Przejdź do treści

Walka z ASF przerodziła się w emocjonalną manipulację. Red. Lisicki diagnozuje: to choroba oszalałej opozycji

Źródło: Telewizja Republika

Gośćmi red. Tomasza Sakiewicza w programie Telewizji Republika "Polityczna Kawa" byli europoseł Prawa i Sprawiedliwości Ryszard Czarnecki, poseł Kukiz\'15 Tomasz Rzymkowski oraz redaktor naczelny tygodnika "DoRzeczy" Paweł Lisicki. Zapraszamy do lektury!

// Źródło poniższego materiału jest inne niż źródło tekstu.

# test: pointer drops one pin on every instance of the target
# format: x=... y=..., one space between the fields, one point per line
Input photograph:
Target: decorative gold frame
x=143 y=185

Sąd oddalił powództwo 38 sędziów przeciwko Tomaszowi Sakiewiczowi o sprostowanie wywiadu udzielonego przez premiera Morawieckiego na łamach "Gazety Polskiej". Kosztami zostali obciążeni sędziowie, którzy złożyli pozew. Przed warszawskim sądem okręgowym 28 grudnia 2018 roku zakończył się przewód sądowy w ramach procesu.

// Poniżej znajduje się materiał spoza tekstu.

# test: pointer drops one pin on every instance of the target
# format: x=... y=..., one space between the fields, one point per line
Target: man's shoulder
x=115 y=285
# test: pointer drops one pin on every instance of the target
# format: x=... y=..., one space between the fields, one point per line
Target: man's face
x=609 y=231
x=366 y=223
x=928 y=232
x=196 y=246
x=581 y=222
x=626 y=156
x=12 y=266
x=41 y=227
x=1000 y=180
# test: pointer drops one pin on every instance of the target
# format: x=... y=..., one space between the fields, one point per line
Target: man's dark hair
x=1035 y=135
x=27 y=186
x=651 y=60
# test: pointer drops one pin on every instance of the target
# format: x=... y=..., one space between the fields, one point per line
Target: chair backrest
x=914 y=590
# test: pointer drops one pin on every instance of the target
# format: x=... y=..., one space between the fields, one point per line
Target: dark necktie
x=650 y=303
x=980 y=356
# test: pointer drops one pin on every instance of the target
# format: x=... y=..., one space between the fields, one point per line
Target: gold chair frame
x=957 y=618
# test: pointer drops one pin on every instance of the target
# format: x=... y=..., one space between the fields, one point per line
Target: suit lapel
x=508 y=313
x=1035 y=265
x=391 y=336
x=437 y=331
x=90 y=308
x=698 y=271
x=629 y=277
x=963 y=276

– Po pierwsze gratulacje. To był ważny, znamienny proces. Próba uderzenia w dziennikarza za sam fakt przeprowadzenia wywiadu z premierem to zupełne kuriozum. Był to niebezpieczny precedens ingerowania w funkcjonowanie mediów – rozpoczął europoseł Czarnecki. Żartobliwie powołał się na "odwieczny" spór na linii Warszawa-Kraków. – Czasem ten odwieczny spór Warszawy z Krakowem się przydaje… warszawski sąd dał popalić krakusom – nie krył sarkazmu.

Poseł Rzymkowski zwrócił uwagę na kompetencje grupy sędziów. – Ta sprawa pokazała, że środowisko sędziowskie jest niezwykle zróżnicowane. Ukazała ich słabość intelektualną. W każdym środowisku są czarne owce, które odstają od przyjętych zasad. Podstawowym zarzutem wobec części sędziów jest angażowanie się politycznie. Ten proces wyraźnie pokazał motywy – podkreślił poseł Kukiz'15.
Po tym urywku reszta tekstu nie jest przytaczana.